Null and missing data in Python
06/12/2016One of the most important realizations of working with information is that data never comes neatly organized. Real world data is, merely by its numerical nature, invariably messy, requiring significant clean-up (and oftentimes domain expertise) to render usable. This is data noise.
Almost all datasets contain some noise, and the less noise there is, the better ("cleaner") the dataset. Some kinds of noise are easier to correct than others; sometimes removing the noise completely is simply impossible and all you can do is resample or hope for the best, keeping in mind that when garbage goes in, garbage comes out.

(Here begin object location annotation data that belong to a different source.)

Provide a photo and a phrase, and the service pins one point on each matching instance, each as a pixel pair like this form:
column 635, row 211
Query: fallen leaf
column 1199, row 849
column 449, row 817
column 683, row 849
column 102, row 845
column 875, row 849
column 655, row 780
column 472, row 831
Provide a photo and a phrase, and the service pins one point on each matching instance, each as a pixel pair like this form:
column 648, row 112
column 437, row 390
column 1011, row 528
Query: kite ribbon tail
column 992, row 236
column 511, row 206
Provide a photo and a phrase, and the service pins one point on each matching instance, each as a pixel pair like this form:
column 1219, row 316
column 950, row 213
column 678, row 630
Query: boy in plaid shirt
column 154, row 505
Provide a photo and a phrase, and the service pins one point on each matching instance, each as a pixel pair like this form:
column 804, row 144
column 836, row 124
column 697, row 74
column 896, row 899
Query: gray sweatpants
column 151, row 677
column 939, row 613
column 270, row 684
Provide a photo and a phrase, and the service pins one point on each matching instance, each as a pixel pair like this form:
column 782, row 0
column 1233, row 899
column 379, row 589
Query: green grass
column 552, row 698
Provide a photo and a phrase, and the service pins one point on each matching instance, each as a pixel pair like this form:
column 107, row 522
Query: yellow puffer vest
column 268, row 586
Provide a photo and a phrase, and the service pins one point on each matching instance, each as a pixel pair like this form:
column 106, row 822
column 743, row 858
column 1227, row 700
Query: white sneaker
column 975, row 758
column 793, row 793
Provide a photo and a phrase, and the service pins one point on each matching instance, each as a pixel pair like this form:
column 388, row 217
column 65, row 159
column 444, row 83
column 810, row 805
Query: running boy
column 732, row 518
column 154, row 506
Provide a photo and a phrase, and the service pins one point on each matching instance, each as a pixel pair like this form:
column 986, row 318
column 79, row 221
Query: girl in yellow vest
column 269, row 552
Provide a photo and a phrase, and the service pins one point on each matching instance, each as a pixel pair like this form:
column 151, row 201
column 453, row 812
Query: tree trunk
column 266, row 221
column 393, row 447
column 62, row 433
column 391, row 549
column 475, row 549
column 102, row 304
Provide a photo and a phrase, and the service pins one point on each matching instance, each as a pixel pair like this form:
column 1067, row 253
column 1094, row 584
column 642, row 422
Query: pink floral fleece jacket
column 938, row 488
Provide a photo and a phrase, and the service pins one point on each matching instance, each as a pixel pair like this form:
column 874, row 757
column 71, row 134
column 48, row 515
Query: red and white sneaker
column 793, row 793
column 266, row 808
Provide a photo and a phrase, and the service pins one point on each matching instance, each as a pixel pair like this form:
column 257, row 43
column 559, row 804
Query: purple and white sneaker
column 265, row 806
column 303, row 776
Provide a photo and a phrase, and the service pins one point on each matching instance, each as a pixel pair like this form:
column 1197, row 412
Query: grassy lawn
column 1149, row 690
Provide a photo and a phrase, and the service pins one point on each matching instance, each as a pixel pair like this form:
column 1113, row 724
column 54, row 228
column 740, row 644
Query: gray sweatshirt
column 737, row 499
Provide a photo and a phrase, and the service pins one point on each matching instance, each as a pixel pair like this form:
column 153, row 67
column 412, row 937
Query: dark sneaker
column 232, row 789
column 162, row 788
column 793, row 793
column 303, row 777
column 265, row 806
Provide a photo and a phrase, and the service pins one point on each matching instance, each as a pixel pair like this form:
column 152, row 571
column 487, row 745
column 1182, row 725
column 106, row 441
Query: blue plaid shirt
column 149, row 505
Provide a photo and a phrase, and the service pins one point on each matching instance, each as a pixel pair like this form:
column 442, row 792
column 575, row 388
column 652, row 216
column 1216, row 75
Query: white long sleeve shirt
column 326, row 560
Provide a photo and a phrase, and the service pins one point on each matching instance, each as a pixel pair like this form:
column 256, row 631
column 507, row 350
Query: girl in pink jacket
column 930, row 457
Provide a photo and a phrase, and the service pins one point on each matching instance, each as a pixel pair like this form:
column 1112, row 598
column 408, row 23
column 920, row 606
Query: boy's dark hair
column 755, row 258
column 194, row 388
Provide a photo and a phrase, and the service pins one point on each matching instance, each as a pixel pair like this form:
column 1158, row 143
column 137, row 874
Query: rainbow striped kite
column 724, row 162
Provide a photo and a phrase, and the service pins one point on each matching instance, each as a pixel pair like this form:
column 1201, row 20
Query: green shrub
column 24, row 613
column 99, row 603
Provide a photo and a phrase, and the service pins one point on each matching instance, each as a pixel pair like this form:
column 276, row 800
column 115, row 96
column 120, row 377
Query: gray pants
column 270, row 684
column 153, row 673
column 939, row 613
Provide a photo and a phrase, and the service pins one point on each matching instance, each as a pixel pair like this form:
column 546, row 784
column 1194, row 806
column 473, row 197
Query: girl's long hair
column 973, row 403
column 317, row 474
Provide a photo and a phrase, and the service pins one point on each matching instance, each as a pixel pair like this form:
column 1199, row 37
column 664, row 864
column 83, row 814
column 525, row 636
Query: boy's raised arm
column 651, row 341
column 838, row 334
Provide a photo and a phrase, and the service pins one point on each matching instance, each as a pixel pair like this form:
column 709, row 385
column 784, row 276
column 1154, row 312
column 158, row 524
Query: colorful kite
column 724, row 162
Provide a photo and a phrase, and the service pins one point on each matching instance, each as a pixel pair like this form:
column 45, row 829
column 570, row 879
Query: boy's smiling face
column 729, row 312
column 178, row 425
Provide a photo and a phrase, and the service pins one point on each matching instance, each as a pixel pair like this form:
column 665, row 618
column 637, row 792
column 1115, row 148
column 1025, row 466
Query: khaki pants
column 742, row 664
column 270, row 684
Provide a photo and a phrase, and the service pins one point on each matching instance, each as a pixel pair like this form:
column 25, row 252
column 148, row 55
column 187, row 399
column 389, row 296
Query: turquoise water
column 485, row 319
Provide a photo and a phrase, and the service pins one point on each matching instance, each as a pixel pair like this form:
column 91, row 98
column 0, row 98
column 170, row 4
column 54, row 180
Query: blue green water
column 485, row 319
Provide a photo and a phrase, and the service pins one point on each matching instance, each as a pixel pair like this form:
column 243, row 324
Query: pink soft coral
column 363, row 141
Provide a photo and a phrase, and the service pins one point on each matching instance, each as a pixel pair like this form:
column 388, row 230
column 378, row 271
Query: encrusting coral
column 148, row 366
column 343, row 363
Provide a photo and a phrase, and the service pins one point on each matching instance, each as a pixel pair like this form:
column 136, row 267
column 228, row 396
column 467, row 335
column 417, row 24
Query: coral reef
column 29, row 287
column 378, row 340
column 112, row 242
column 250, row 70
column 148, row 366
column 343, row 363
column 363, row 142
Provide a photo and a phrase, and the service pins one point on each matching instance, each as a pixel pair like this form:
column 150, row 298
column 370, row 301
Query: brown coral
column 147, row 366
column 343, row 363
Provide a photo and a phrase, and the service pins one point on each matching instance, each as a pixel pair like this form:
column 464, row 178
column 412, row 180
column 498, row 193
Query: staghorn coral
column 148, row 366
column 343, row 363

This post explores a form of both noise and not-noise that's often discussed but rarely quantified, and critical to understand: null data. We'll dive into nullity semantics, look at why these representations are useful, discuss the technical implementation and limitations of nullity in Python, and look at a few practical examples.
So what is null data?
What is null data? Let's take an illustrative example. Suppose you had the following data (a sample of columns from the NYPD Motor Vehicle Collision Dataset):
Each of these records corresponds with an accident reported and tended to by the New York City Police Department (NYPD) with some concrete location. Yet as this selection shows, some records are completely missing this data!
This is an example of missing data—data that we know exists, but which, due to sparse or incomplete data collection, we do not actually know the value of.
Here's another example (from an excellent New York Times article):
Notice that there are certain counties in this map—one in Georgia, one in Texas, and so on—which lack data. This isn't because there isn't income inequality in these areas. Rather there is some sort of data there that defied measurement, making these counties once again instances of missing data.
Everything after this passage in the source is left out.